Николай посмотрел на его огромнейшие ручищи, на бессмысленно-исполнительное выражение его рябого лица и вздохнул. Затем умылся, пробормотал по привычке «Отче наш» и «Верую во единого бога» и сел у окна, развернув перед собою «О подчинении женщин» Джона Стюарта Милля. Между тем соображал: «Если вправду вздумает пороть, выпрыгну в окно».
У крыльца раздался лошадиный топот. Вот затрещала подножка тарантаса, стукнула дверь… В глазах Николая зарябило. Вот он слышит голос Мартина Лукьяныча: «Ты здесь, Антон? Можешь отправляться». — «Слава богу! Значит, пороть раздумал», — пронеслось в голове Николая; за всем тем он не мог встать и идти навстречу отцу, — ноги его онемели.

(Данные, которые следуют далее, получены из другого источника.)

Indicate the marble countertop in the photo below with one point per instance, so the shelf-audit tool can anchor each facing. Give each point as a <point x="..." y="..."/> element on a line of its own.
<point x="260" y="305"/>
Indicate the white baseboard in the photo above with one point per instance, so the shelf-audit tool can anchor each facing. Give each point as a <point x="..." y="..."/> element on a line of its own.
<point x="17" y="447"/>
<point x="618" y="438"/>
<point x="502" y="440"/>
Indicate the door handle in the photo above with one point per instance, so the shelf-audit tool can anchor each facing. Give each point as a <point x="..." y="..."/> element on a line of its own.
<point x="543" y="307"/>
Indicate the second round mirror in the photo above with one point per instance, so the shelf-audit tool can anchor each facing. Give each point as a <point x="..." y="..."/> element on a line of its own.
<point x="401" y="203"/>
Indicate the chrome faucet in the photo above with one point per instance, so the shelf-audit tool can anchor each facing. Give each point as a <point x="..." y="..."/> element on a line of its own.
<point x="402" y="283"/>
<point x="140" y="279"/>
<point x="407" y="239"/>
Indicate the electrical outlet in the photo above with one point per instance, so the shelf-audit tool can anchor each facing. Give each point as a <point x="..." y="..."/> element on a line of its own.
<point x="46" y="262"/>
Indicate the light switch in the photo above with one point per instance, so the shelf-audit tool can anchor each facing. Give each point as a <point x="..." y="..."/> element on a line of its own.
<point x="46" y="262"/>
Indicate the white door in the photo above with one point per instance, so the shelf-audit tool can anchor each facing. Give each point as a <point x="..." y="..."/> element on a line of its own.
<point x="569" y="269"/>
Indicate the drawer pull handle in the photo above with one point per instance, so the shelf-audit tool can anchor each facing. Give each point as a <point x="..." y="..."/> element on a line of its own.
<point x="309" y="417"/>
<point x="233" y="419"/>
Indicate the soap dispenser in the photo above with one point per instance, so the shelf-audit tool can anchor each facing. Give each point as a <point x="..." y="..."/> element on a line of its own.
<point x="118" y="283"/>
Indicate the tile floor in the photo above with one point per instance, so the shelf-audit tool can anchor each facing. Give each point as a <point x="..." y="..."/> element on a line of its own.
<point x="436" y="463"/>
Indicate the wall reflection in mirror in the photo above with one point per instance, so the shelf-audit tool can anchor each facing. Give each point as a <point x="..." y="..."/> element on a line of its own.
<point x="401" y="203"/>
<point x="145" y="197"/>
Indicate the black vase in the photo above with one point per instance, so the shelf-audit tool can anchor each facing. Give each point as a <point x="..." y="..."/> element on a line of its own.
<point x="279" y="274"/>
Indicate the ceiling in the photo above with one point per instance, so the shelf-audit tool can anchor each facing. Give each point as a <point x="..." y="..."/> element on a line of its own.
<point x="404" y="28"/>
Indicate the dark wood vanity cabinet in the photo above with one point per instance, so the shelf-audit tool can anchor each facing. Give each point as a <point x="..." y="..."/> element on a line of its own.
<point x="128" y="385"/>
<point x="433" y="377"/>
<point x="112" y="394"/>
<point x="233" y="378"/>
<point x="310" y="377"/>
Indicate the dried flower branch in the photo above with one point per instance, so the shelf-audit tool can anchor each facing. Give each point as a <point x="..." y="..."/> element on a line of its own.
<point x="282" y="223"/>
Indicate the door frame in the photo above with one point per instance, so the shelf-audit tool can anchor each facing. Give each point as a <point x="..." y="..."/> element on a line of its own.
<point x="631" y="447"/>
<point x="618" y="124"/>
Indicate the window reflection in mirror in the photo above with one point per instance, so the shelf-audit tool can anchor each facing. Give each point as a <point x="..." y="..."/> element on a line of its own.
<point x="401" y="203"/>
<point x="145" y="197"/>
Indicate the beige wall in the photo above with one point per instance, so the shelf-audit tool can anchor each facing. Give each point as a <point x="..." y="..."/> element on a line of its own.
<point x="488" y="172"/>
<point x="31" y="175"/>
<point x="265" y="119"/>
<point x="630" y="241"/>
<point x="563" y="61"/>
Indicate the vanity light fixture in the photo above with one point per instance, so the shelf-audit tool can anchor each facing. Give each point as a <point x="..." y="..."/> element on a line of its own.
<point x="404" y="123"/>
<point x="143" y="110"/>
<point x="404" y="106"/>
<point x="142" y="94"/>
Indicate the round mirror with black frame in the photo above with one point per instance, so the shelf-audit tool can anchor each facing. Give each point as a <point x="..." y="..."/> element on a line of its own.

Отец вошел, Николай с выражением непреодолимого ужаса взглянул на него и… глазам не поверил: на отцовском лице играла самая благосклонная улыбка.
— Ну, здравствуй, писатель, — сказал он, — на вот, читай! Только что с почты получил.
Решительно ничего не понимая, Николай развернул трясущимися руками номер «Сына отечества», остановился на крупных буквах: «Из N-го уезда», прочитал две-три строчки как-то странно знакомых ему слов и выражений, посмотрел на подпись… и радостно взвизгнул: под статейкой красовалось: «Н. Pax—и». Губы задрожали у Н. Pax—го, щеки покрылись красными пятнами. Сорвавшись с места, он схватил драгоценную газету и выбежал в другую комнату. И там читал и перечитывал статью, по временам отказываясь верить, что это его статья, что это им написано, что это напечатано с тех самых букв, которые он выводил столь рачительно месяца три тому назад. По временам ему казалось, что он спит и видит блаженный сан. Из рукописи было напечатано не более одной четверти; заглавие выброшено, подпись осталась неполная; там и сям пестрели словечки, в которых Николай решительно был неповинен; грозное заключение приняло совершенно иной характер; о Фоме Фомиче, о волостном писаре не было ни полслова; отец Александр затрагивался вскользь… Но Николай ничего не замечал. Он приближал строки к самым глазам и отдалял их от себя, любовался подписью, с каким-то сладострастием втягивал неясный запах типографской краски, не помня себя от столь необыкновенного и неожиданного счастья, и едва мог оправиться и принять скромный вид, когда услыхал голос отца: «Никола! Иди же чай пить».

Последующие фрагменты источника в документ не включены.